Walk into any bookstore in America, and the mystery genre will hold a place of prominence. There are bookstores dedicated to only mystery. However, a long-term glimpse into literary history shows the mystery story as a rather recent phenomenon.
The 19th century was the beleaguered launching pad of the mystery genre. Edgar Allan Poe’s “The Murders in the Rue Morgue” is widely considered the first detective
story--a genre unto itself--and it was published in 1841. It was almost 50 years later
when Sir Arthur Conan Doyle introduced his eccentric genius detective Sherlock Holmes, using many of the story tropes Poe introduced in 1841.

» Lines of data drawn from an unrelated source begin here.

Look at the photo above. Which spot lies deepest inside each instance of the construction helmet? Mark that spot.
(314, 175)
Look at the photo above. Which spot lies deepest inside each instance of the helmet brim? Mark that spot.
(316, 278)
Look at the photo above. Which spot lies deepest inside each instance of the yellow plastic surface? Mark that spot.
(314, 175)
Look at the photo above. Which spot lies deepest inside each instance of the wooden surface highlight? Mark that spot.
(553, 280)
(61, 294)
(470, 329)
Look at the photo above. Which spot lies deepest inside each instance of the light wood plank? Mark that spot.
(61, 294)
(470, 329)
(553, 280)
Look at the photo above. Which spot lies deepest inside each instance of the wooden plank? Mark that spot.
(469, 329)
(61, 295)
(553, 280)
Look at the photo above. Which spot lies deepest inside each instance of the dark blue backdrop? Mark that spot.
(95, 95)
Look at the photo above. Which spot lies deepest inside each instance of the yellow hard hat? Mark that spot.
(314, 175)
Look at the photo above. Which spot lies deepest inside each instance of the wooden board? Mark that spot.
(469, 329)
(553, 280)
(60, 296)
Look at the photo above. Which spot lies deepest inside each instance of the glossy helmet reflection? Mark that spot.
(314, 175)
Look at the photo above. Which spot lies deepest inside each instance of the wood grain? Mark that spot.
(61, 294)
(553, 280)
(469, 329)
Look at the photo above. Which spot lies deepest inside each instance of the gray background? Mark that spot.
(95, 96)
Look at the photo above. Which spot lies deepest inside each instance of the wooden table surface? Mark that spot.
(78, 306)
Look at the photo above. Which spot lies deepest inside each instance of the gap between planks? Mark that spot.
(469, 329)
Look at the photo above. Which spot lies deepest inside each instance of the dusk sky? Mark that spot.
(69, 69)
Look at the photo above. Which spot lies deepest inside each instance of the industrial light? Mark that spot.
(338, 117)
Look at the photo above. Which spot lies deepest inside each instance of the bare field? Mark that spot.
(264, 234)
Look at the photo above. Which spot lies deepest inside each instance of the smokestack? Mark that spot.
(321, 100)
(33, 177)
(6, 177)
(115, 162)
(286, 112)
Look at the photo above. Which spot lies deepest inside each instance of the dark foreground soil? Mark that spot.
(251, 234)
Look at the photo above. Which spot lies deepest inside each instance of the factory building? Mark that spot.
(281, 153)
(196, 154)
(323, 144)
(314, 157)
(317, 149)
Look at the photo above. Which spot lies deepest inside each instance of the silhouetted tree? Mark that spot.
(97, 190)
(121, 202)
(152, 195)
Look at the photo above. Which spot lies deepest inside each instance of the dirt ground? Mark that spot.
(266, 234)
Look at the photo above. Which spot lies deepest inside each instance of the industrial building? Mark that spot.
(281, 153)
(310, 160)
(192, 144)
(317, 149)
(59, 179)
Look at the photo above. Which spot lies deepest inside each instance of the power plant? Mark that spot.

Otto Penzler has collected an impressive glimpse into the stories and authors who helped shape the mystery story in North America. The collection includes well-known writers who found fame outside the mystery genre--Washington Irving, Nathanial Hawthorne, Mark Twain, and Louisa May Alcott--along with writers who pioneered the genre but faded away in the grand literary scheme. The stories collected here run the gamut of mystery conventions, including detectives, dames, good, evil, riddles, crime and intrigue.
Penzler’s introduction shapes the gestation of mystery in North America and compares it to other countries where the genre found a foothold more readily. Penzler is quick to point out the mystery and crime fiction of the 20th century is far superior and supremely more vast, but this is an excellent collection
featuring the infancy of what is now required reading for many.